U.S. officials say the mission would be confined to the pipeline and oil 
field, at least initially. But Gen. Carlos Lemos, commander of the 18th 
Brigade, said he envisioned the small, mobile units playing a "proactive" 
role in protecting the Arauca region and its infrastructure, particularly 
electric pylons, water supplies, bridges and other favorite guerrilla targets.

"The idea would be to have sufficient troops to protect both the pipeline 
and the civilian population," Lemos said.

A recent visit to Arauca underscored the extent of the problems. The 
sweltering city and its 80,000 residents were without power because the 
FARC, which is responsible for most of the recent attacks on the pipeline 
and is the largest Colombian rebel group, had dynamited an electrical 
substation. Most businesses were shuttered and public transportation was 
halted because the ELN, which the military says had spearheaded attacks on 
the pipeline until FARC began muscling in on its turf, had ordered a strike.

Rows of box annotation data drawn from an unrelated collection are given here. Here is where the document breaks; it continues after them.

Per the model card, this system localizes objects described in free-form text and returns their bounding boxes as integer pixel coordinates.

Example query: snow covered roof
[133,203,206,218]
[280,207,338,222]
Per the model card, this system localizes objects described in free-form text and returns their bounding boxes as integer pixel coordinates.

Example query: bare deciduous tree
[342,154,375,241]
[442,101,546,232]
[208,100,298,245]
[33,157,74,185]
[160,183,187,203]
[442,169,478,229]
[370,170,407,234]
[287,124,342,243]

ELN called the strike partly to support a group of farmers in a nearby town 
who were protesting massacres earlier this year, allegedly by the AUC.

"Everyone is terrified," said one resident who, like everyone interviewed 
here about the insurgents, was afraid to reveal his name. "We need help, 
and fast."

However the money is distributed, even military officials concede that 
protecting the pipeline, which transverses 480 miles of remote, lawless 
terrain, will be tough.

"The FARC can act a lot faster than Washington and Bogota," said Michael 
Shifter, an expert on Colombia with the Inter-American Dialogue think-tank 
in Washington, D.C.

Some of the U.S. aid should go to residents victimized by the pipeline 
attacks, which have caused massive oil spills that poison fish and pollute 
farmland, Arauca Mayor Jorge Cedeno said. The attacks also have cost 
residents oil-related jobs, he said.

"Unless we reduce the gap between rich and poor, we'll never get at the 
root of violence in this country," Cedeno said.